The only lesson from history is that all tecnologies succumb at some point.
General infrastructure standards (like TCP/IP or HTTP) persist longer, but
that doesn't say much for application level technologies.

> _Remember that 'default' browser that had 90% of the market and now has less
> than 10%?_

If anything that's a counter-example. Netscape, that "now has less than 10%"
is the open source version. It had that 90% when it was proprietary. Besides,
the current 2 big players that trump Firefox in users (Chrome and IE) are
proprietary too.

> _Remember that über successful smartphone company that owned the market with
> its propietary chat /email network?_

Yeah, it got pwned by Apple and Android. Of which Apple, which is proprietary,
has most of the smartphone profits, and Android has a lot of the share, mostly
in lower cost phones. Not really about open vs closed. Meebo, a totally open
phone never got anywhere, and neither did Mozilla's phone attempts.
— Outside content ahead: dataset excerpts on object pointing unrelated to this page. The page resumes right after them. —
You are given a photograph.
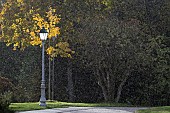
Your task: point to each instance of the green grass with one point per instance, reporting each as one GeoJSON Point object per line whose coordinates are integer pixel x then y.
{"type": "Point", "coordinates": [35, 105]}
{"type": "Point", "coordinates": [164, 109]}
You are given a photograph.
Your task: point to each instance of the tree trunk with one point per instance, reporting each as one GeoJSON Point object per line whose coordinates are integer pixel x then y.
{"type": "Point", "coordinates": [70, 83]}
{"type": "Point", "coordinates": [120, 89]}
{"type": "Point", "coordinates": [101, 84]}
> _Flash for cool web effects anyone?_

What about it? It dominated its niche of the market for like 15 years. If it
dies its mostly because of general incompetence by Adobe. They never managed
to create a mobile version that doesn't suck donkey's balls for one. They also
died because a proprietary platform make a decision not to include it (iOS),
which is not really about "open" winning.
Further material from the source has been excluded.